How Did the Norse Navigate? in “The Nautical Part”

[…]Captain Carl V. Sølver donated an enormous collection of literature and old instruments to the Museum, amongst these, I found his reconstruction of the bearing-dial and the plastercast of the half-moon shaped wooden disc from Uunartoq.

[…]As Mr. C. L. Vebæk tells us, in 1978 Dr. Curt Roslund came to the National Museum and examined the find. He became convinced that the curve which he had interpreted as a gnomon curve [a curve drawn on the board of a sundial against which the shadow from the gnomon is measured], had been deliberately made visible and his observation changes the interpretation of the find in an almost revolutionary way. The Norse navigator could have used the track of the sun's shadow as a direction finder. […]

Detailed description of the two artifacts from Southern Greenland
The half-moon shaped wooden disc from Uunartoq […] has the following dimensions: From corner to corner it is 70 millimetres, but if it is the half of a circular object, about 2 millimetres should be added. It has a thickness averaging 9 millimetres. The material is spruce or lark. The straight edge has clear signs of having been broken off a larger piece of wood, and it has in the middle a semicircular cut, diameter about 18 millimetres, and this probably was one of the signs leading Captain Carl Sølver to the idea that the wooden disc has been used as a bearing-dial. Here the handle could have been placed.

The most interesting side of the disc, is the one with notches in the round edge, for these certainly led Capt. Sølver to the idea of a bearing-dial. They are marked out in a similar manner to the method by which the early compass was divided — the 32 point division.
The first 10 divisions from the top of the picture, are actually correct within one degree, but the remaining divisions are confusing. Probably the maker had noted the inaccuracy for there are indications that the notch, which I call 13 A may have been erased and, if this is true, then the division is correct within 50, and this is surely tolerable.

Below the upper notch, there are 16 scratches of about 2 millimetres each. If we consider this notch to indicate north, then a deep mark 8 points from there could be east. There are 8 points or 90° in each quadrant of the compass. On the same side as the notches there are also several scratches, but two of them have been traced in to make them more visible. They are in the middle of the disc and led the Sweedish astronomer Dr. Curt Roslund to the idea that they were gnomon curves. The curved line should coincide with the curve for the summer solstice, and the straight line to the equinoxes. Later investigations by the Danish Police Department of Crime have confirmed that the lines had been traced at least twice.

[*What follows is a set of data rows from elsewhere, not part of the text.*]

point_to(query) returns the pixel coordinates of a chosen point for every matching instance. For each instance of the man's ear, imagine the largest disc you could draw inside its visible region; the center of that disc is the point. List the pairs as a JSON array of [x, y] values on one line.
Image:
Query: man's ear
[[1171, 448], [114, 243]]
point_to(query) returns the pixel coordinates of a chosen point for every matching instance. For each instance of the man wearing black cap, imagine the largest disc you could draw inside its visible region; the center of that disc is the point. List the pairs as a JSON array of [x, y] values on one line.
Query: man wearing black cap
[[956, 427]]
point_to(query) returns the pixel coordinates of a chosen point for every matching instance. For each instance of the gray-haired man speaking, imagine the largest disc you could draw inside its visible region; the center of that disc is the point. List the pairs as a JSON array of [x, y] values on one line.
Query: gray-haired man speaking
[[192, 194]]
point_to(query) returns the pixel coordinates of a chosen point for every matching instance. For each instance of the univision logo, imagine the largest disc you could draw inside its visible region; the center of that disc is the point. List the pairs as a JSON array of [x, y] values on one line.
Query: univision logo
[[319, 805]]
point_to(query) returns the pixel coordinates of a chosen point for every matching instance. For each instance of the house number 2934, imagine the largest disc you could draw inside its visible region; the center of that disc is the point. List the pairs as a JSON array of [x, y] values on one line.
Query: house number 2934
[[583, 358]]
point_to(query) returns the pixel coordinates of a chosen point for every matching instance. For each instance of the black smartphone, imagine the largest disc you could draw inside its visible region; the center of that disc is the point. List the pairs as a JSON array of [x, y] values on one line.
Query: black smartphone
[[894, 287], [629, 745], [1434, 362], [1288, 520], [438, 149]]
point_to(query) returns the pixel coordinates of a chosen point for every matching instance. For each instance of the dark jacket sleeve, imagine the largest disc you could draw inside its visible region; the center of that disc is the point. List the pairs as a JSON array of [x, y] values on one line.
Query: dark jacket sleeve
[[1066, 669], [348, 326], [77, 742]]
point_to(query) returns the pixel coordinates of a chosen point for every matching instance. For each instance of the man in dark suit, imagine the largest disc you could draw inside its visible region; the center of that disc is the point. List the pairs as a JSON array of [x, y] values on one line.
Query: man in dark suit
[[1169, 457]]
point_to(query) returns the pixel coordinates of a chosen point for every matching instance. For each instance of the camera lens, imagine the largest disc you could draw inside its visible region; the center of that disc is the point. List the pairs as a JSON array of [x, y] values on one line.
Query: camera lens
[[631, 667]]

In the lower part of the disc, there are several scratches. They may also be parts of gnomon curves, but this is still uncertain. On the reverse side, there are several scratches, but there is no explanation for these and they are still under consideration. […]

The gnomon curve used as a directionfinder
Gnomon is the Greek word for a vertical pole placed on a horizontal plane. If placed so that the sun can shine on it throughout the day, its shadow will follow the same pattern for a period of days — long in the mornings and afternoons, and shortest at noon, when the shadow in our latitudes will point due north. A bearing-dial or sun compass based on this principle can be made by anyone having a garden or access to another open area in which the sun can shine during the whole day. The illustration shows how to make one and also how to divide it. It is very likely that the Norse navigator made his direction finder this way. With some years' experience, he may have collected patterns suitable for various times of the year. […]

Source: Søren Thirslund and C. L. Vebæk, "[How Did the Norse Navigate? in] The Nautical Part" in The Viking Compass Guided Norsemen first to North America, (Copenhagen: The Authors and the Danish Bodil Pedersen Foundation, 1993), 21-24.